I've got a JB pump that I bought as new old stock and it appears to have an air leak. You can see the oil through the site glass bubbling like crazy in there. When the gas ballast is open, the oil will actually squirt out. It was working fine when I walked out of the shop, but when I walked back in it was doing this. I have been changing oil very frequently. I'm assuming there is some kind of gasket in there that has gone bad but I am scared to open it up.

Anyone know anything about this?


----------



## ButchC (Jul 31, 2014)

I can be sure that this wont be remotely helpful.

All I know is that they suck.

Reactions: Funny 1


----------



## Schroedc (Jul 31, 2014)

I'd call them, those pumps are serviceable so shouldn't be too hard to rebuild.
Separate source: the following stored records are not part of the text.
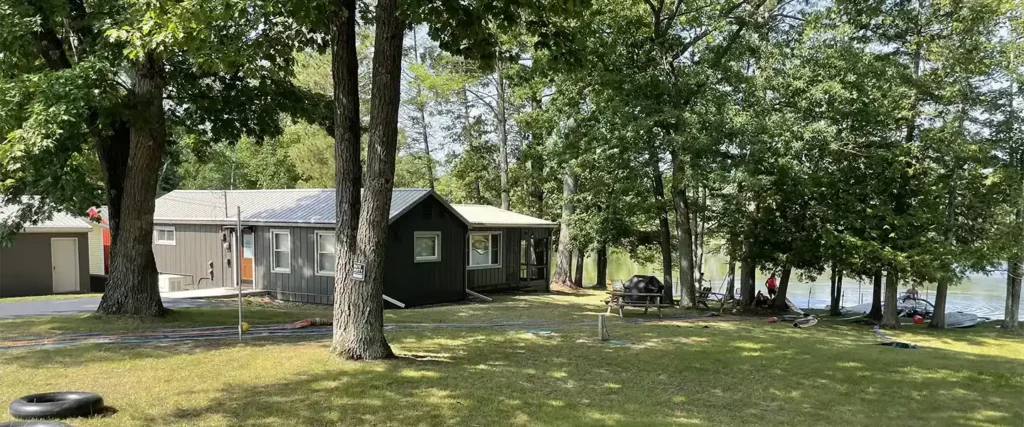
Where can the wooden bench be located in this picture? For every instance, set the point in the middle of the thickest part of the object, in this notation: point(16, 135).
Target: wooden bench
point(638, 300)
point(705, 296)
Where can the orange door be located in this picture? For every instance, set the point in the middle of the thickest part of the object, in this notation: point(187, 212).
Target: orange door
point(247, 255)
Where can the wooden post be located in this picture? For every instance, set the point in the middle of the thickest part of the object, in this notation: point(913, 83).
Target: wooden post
point(602, 327)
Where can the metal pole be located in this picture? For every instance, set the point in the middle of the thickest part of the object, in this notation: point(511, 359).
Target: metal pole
point(238, 264)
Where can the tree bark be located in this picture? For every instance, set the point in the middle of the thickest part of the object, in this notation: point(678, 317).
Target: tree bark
point(664, 229)
point(683, 232)
point(132, 287)
point(348, 167)
point(579, 273)
point(783, 288)
point(503, 138)
point(876, 312)
point(421, 109)
point(837, 292)
point(563, 262)
point(730, 280)
point(748, 271)
point(602, 266)
point(890, 313)
point(360, 335)
point(1011, 319)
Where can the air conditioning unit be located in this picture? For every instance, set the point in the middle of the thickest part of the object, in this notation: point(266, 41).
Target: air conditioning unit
point(172, 283)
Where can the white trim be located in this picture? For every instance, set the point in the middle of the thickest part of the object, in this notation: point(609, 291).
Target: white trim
point(156, 236)
point(78, 267)
point(316, 269)
point(273, 251)
point(437, 246)
point(491, 242)
point(55, 229)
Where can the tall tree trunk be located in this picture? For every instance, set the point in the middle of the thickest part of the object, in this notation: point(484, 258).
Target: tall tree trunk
point(665, 232)
point(578, 281)
point(132, 288)
point(890, 313)
point(563, 262)
point(421, 109)
point(683, 231)
point(876, 311)
point(1011, 319)
point(503, 139)
point(361, 334)
point(730, 280)
point(783, 288)
point(602, 266)
point(348, 166)
point(837, 292)
point(748, 271)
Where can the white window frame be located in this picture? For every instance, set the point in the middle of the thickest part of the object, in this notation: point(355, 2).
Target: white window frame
point(158, 241)
point(273, 251)
point(316, 237)
point(437, 246)
point(491, 241)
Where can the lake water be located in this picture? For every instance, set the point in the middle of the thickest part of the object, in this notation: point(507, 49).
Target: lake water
point(981, 295)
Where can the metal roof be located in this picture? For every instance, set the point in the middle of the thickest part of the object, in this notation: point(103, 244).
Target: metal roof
point(303, 206)
point(58, 222)
point(483, 215)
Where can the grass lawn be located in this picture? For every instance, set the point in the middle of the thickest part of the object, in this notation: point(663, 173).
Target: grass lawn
point(710, 373)
point(50, 297)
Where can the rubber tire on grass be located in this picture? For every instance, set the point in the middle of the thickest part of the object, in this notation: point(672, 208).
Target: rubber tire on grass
point(34, 423)
point(56, 406)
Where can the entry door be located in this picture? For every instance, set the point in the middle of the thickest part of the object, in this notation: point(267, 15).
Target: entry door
point(64, 257)
point(247, 255)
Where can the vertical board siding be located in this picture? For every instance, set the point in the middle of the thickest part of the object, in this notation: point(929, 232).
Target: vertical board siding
point(407, 281)
point(507, 276)
point(27, 269)
point(425, 283)
point(301, 285)
point(196, 246)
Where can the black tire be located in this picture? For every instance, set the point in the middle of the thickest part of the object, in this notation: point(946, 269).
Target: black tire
point(56, 406)
point(34, 423)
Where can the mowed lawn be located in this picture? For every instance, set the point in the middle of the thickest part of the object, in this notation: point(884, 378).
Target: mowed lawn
point(719, 372)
Depending on how old it was could have warranty.....

Reactions: Agree 1


----------



## TurnTex (Sep 1, 2014)

I am very familiar with vacuum pumps and especially JB pumps. There is nothing wrong with your pump most likely. I would look at whatever you are trying to pull vacuum on. These types of pumps are made to pull a deep vacuum without much of any air flow passing through them. If you are using it for vacuum chucking, you are moving a lot of air through it due to leakage through the wood. If you are using it for stabilizing, then I would look for leaks in your stabilizing system. The best way to look for vacuum leaks is to spray the area with shaving cream of all things!

Shoot me a PM, e-mail, or call me if you need further help. I have worked on many JB pumps and ma very familiar with them.

Reactions: Agree 1 | Informative 3


----------